With gorgeous quietude swelling out of Angell’s balladry, there’s no plain romanticism to the imagery her tuneful numbers invoke, because serenity seeping through the songstress’ velveteen voice and violin is deceptive: it’s all too often compromised by the kitchen-sink detail to leave the listener lulled and undisturbed by the real-world affairs. While firmly rooted in folklore – the link strengthened via the English musician’s working with Ashley Hutchings – she doesn’t rely on strictly acoustic tones to reveal vulnerabilities typical for many a minstrel, preferring instead to weave her honeyed lines amidst electric waves.
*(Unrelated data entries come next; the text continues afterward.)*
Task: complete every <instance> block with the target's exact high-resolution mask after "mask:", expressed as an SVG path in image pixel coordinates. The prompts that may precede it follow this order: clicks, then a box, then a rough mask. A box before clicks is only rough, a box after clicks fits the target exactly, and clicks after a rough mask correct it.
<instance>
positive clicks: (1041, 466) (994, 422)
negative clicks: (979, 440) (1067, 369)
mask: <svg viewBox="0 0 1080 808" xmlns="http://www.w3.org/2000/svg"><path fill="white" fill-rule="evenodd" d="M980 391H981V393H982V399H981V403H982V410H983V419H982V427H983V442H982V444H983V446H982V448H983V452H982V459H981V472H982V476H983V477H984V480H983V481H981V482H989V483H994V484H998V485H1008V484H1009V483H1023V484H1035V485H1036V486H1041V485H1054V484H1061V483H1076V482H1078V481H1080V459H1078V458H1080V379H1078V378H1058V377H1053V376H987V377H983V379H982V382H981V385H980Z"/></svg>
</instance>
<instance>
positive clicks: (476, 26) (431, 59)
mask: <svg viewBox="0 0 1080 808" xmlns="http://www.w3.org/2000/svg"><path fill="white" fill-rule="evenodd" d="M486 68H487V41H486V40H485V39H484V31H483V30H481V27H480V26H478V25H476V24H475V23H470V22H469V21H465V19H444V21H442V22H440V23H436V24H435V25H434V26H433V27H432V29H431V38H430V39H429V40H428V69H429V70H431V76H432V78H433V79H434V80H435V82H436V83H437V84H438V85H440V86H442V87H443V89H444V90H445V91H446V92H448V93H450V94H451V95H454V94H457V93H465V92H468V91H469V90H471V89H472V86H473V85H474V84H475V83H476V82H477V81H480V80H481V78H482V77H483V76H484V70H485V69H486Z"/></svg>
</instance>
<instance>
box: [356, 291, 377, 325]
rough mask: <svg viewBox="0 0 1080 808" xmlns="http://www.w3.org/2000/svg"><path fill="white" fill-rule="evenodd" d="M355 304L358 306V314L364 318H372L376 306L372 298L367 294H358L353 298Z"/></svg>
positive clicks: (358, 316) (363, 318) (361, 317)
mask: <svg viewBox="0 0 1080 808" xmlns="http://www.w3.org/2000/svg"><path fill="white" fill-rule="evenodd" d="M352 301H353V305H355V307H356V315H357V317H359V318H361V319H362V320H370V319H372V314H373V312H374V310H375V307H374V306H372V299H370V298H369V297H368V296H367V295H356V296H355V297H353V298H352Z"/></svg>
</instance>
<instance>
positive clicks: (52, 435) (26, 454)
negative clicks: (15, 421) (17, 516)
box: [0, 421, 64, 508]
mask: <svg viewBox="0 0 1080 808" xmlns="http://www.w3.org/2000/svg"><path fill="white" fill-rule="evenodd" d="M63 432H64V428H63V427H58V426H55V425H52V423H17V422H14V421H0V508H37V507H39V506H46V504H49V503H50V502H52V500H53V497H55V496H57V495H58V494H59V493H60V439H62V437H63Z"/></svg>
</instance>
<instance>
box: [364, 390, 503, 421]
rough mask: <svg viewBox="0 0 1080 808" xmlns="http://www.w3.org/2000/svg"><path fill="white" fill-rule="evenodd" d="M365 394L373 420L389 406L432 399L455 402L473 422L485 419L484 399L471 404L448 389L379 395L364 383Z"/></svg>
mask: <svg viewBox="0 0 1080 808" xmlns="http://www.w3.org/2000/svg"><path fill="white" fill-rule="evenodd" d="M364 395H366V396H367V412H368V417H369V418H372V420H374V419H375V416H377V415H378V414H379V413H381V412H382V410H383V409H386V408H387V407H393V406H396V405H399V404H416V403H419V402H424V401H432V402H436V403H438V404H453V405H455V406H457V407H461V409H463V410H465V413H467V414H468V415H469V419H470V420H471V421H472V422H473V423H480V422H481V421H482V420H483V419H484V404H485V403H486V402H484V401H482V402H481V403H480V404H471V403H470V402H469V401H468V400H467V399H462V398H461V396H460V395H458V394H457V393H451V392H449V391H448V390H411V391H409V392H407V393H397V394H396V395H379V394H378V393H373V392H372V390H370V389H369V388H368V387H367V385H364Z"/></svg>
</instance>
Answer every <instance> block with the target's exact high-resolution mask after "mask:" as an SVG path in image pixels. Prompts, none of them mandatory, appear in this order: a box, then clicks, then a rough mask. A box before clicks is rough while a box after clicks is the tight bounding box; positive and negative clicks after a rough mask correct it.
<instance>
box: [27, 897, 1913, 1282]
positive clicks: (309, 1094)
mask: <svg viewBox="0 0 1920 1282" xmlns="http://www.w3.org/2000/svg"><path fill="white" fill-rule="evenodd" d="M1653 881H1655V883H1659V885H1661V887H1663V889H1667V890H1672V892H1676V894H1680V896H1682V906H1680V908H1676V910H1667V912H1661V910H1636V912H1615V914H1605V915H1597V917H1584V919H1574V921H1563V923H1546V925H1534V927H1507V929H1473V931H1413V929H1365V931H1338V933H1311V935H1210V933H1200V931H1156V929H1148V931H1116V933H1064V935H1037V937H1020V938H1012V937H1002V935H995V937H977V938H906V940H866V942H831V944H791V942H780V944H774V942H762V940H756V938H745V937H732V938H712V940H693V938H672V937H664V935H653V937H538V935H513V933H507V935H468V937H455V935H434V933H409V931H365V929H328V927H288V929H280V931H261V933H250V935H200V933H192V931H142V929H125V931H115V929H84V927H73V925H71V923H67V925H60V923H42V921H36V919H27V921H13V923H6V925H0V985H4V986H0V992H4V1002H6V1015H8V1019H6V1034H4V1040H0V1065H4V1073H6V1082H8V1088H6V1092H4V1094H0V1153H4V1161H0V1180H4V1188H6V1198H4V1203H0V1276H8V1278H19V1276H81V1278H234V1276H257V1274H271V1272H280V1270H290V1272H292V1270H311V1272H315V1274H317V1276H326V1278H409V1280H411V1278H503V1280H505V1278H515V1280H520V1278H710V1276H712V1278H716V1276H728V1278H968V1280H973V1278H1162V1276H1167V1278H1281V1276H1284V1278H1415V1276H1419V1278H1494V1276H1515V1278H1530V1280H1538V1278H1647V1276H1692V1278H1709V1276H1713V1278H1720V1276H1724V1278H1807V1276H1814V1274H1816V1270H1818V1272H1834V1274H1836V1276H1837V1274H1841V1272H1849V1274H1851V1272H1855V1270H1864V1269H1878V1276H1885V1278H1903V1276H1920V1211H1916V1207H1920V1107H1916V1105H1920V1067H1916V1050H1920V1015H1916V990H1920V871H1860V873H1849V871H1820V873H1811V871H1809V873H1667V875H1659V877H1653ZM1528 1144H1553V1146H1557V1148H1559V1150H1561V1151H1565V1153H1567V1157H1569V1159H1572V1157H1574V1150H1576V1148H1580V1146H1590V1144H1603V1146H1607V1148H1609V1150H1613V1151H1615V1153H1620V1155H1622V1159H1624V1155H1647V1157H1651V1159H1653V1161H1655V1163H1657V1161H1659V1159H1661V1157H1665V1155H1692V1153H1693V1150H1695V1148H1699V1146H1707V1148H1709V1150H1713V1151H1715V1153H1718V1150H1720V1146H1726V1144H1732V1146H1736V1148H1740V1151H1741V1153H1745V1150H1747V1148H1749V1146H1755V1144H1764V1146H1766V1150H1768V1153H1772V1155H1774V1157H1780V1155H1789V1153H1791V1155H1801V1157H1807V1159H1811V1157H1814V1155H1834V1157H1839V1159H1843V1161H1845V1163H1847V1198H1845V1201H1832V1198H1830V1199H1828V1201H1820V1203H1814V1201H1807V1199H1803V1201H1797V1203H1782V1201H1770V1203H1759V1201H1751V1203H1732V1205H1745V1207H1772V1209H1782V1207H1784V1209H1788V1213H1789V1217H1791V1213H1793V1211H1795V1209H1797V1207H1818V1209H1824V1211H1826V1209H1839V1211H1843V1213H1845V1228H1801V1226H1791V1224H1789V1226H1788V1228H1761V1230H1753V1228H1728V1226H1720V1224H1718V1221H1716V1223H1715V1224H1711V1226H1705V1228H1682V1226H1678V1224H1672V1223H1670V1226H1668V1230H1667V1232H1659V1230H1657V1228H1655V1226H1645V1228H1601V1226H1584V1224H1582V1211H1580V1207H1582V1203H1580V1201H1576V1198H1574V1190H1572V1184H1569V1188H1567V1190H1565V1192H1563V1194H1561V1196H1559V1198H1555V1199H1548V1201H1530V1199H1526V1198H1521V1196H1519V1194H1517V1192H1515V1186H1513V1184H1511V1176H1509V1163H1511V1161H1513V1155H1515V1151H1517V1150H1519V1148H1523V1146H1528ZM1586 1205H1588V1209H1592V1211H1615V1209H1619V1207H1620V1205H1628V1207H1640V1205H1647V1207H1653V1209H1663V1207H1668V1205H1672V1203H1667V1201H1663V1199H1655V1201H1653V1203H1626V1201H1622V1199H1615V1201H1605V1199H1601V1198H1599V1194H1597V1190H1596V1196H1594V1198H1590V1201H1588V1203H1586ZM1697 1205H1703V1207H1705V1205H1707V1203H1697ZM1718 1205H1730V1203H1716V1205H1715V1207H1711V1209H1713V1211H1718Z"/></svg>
Such an approach should make the pining in the likes of opener “Castle On The Hill” – where the movements of string quartet elevate the sometimes wordless vocals to heavenly heights and the wings and flight references provide a phonetic allusion to the album’s title – so much more impressive, Ruth’s refusal to take comfort for granted propelling this platter towards catharsis.

That’s why for every family-related instant of bliss which the increasingly upbeat “The Boathouse” and the unplugged “Little Bird” set against stormy weather, Angell’s album will offer a spiritually consoled heartbreak – be it the tragedy of a Syrian refugee in the piano-rippled “Little Boy Blue” or the sad fate of Irish women in Joni Mitchell’s “Magdalene Laundries” that Ruth covers with a blood-boiling compassion. She may turn to a borrowed poetry to wrap Thomas Carnduff’s stanzas in a robust gust of sympathetic ensemble on “Shipyard Fairy” and Christina Rossetti’s verses in sultry flutter of the bows and ivories on “No Roses” yet the warm sentiment of “Treasure” is all this artiste’s own, even though Tony Kelsey’s guitar flurries enhance her strum. And then there’s an astonishingly full-on folk rock of “Three Stags'” that has melded legends of yore to the lingo of today to shed a different light on the lady’s delivery – assured, intense and utterly captivating – and throw a bridge to a lush finale that is “In The Vale Of Contemplation”: an aural equivalent of a fatigued, if vibrant, evening, when all the day’s chores are done and a woman’s eyes can devour the wondrous sunset.

A miracle of an album, “Hlywing” is simply sublime.